Former NCPCR chairperson Kushal Singh, under whose direction there were many studies conducted on child labour in cracker units, said that the implementation of the Act is incomplete. "This is criminal activity, and the state labour departments must be more proactive, they simply cite lack of funds. While on one hand the state makes education compulsory, on the other hand they employ kids as young as five in these factories," said Singh.

Employers are more than complicit in this. Abiruben, the president of the Tamil Nadu Fireworks and Amorces Manufacturers' Association (TANFAMA) not simply refused to acknowledge the problem. "Which generation do you belong to? Are you living in the 20th century? These are simply hearsay; please get your facts correct.
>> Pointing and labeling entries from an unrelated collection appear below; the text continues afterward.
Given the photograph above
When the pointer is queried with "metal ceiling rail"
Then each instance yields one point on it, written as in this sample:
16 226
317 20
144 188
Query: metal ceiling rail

There has been no child labour in Sivakasi since 1982," said an irate Abiruben.

Rajagopalan, director of the Nether's Economic and Educational Development Society, who has been working to curb the menace in Virudhnagar since 2002, said the problem has moved deeper now. Children are now employed at home-based factories. "Children are now working in homes, and in some places working in factories that have moved to rural areas. Four months back, I went on a survey with an Italian woman who had come from Chennai, and found 40 children in about 4-5 units in Virudhnagar," he said. "How will the district administration take action against homemade units? Manufactures hide children in rooms in villages."